A substantial literature suggests that minimum wage increases have no negative effect on employment. The most popular explanation for this in economics is the theory that employers have monopsony power over their workers for a variety of reasons ranging from firm concentration to the difficulty and uncertainty navigating the job market and getting another job.
I have no doubt that the theory of monopsony power is correct, but I want to throw another idea into the mix as a possible second factor- what if employers are, for several reasons, biased towards paying employees less than they should, even from the point of view of their own (narrowly conceived) financial interests? What if they depress wages to such a degree that raising them could actually improve profits, by reducing staff turnover, increasing morale etc. If this were true, we might expect no negative effect of increasing the minimum wage on employment, or even a positive effect. Here are three reasons we might think this is true: relative income effects, direct control over wages relative to other costs and worker-boss antipathy.
1. Relative income effects
A lot of literature suggests that income satisfaction is determined not only by our own income, but by the comparison of your income to the income of your peers. Your workers are certainly your peers. Presumably then, there is a satisfaction which comes from earning quite a bit more than those you employ, or manage. This might give employers and managers an incentive to depress wages even to levels that are not profit maximising if it makes them happier with the overall ratio.
2 Direct control over wages relative to other costs
It’s notable that employers control their wage costs more directly than they control many other sorts of costs. A business might choose between raw materials and locations to rent, they might choose the size of the budget they allocate to rent, materials, capital goods etc., but they don’t generally speaking get to set the price of each available option. They don’t get to set the price of workers either- at least not exactly- but they can come much closer to doing so. This makes labour costs the natural candidate to be “controlled”- employers have more freedom in setting wages than other sorts of costs, and so they reach for the lever closest to hand.

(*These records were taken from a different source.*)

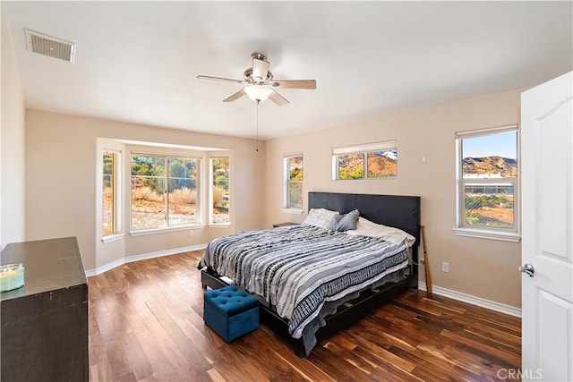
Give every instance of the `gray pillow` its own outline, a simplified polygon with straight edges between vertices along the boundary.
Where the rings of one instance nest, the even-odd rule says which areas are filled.
[[[330,220],[329,229],[340,232],[356,229],[358,216],[360,216],[358,209],[352,210],[345,215],[337,215]]]

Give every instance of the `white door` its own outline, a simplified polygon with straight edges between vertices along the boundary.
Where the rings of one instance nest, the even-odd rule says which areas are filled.
[[[573,72],[521,95],[524,380],[573,381],[572,89]]]

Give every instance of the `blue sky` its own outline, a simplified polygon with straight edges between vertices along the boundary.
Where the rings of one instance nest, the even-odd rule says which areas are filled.
[[[463,141],[464,157],[481,157],[498,156],[517,158],[517,132],[504,132],[483,137],[466,138]]]

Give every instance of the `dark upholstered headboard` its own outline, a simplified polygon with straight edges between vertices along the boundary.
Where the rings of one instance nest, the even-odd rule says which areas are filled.
[[[356,193],[309,192],[308,208],[327,208],[346,214],[358,208],[370,221],[399,228],[415,237],[413,257],[417,262],[420,245],[420,197]]]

Moreover, factors like lower staff turnover, better morale and higher worker quality are intangible, hard to quantify, and may seem like a chancy gamble- even more so than other intangibles like quality of location, which one can at least inspect in advance, or quality of materials or capital goods (likewise). Dollars saved per hour per worker are very tangible and easy to add up, indeed I suspect that business owners, particularly small business owners, couldn’t stop doing these sums even if they tried.
The combined effect is to tempt employers to find savings in the wages budget moreso than elsewhere.
3. Innate antipathy
It’s no secret that workers tend to dislike, or at minimum, distrust, their bosses. Is it not reasonable to think that this ill will is likely to be mutual? We do tend to mirror the feelings others have about us back at them. If bosses tend to dislike or at least distrust workers, they will probably be motivated to pay them less- we don’t want people we are at loggerheads with to succeed.
A more subtle form of antipathy that might also be at play is sentiments about justice. Anyone who has ever talked to a business owner knows that they typically believe they are much, much harder done by than their employees, struggling with enormous workloads and risk to “make ends meet” and “keep the doors open”. For such people, a larger wage for one’s employees might not only seem like a lost opportunity to increase their own earnings, it might violate their sense of justice. This sense of what they “justly” deserve relative to their employees might lead them to set wages at a rate which is ultimately even to their own detriment.